Subtracting Numbers with More Than Three Digits, Word Problems About Equal Groups, Part 2
Grade 4 students solve subtraction and division word problems involving numbers with more than three digits in Saxon Math Intermediate 4 Chapter 6. Division word problems use the framework: identify the total, determine if you know the group size or number of groups, then divide. A farmer packing 210 eggs into cartons of 6 sets up 210 ÷ 6 = 35 cartons needed. The key warning: when a large total is being broken into equal shares, that signals division—not multiplication, which would produce an even larger number.
Key Concepts
New Concept If we know the total, then we need to divide to find the number of groups or the number in each group.
What’s next Next, you’ll write and solve equations for word problems, using division to find either the number of groups or the number in each group.
Common Questions
How do you identify when to divide in a word problem?
When a large total is being split into smaller, equal-sized groups, you divide. If you know the total and the group size, divide total by group size to find the number of groups. If you know the total and number of groups, divide total by number of groups to find each group size.
How do you set up and solve 210 eggs divided into cartons of 6?
Total = 210 eggs. Group size = 6 eggs per carton. Number of groups (cartons) = 210 ÷ 6 = 35 cartons. The operation is division because you are splitting the total into equal parts.
How do you subtract numbers with more than three digits?
Align digits by place value. Subtract column by column from right (ones) to left (ten-thousands), regrouping whenever a top digit is smaller than the bottom digit. Each regroup trades 1 from the next column for 10 in the current column.
How do you know whether a word problem requires subtraction or division?

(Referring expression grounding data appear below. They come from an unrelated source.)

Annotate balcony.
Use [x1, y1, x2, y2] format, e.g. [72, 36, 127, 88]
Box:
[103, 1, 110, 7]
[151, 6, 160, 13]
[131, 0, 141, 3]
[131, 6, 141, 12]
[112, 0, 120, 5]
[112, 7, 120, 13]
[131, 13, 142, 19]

If something is being removed or taken away from a single quantity, use subtraction. If a total is being split into equal-sized groups, use division. The key is whether you are removing a part or distributing equally.
What check can you use to verify a division answer?
Multiply your quotient by the divisor. The product should equal the original dividend. For 210 ÷ 6 = 35, check: 35 × 6 = 210. Correct.
What is the most common mistake in multi-digit subtraction?
Forgetting to reduce the digit you borrowed from. When you borrow from the tens column, it decreases by 1. Forgetting this gives a tens-column subtraction that is one too large.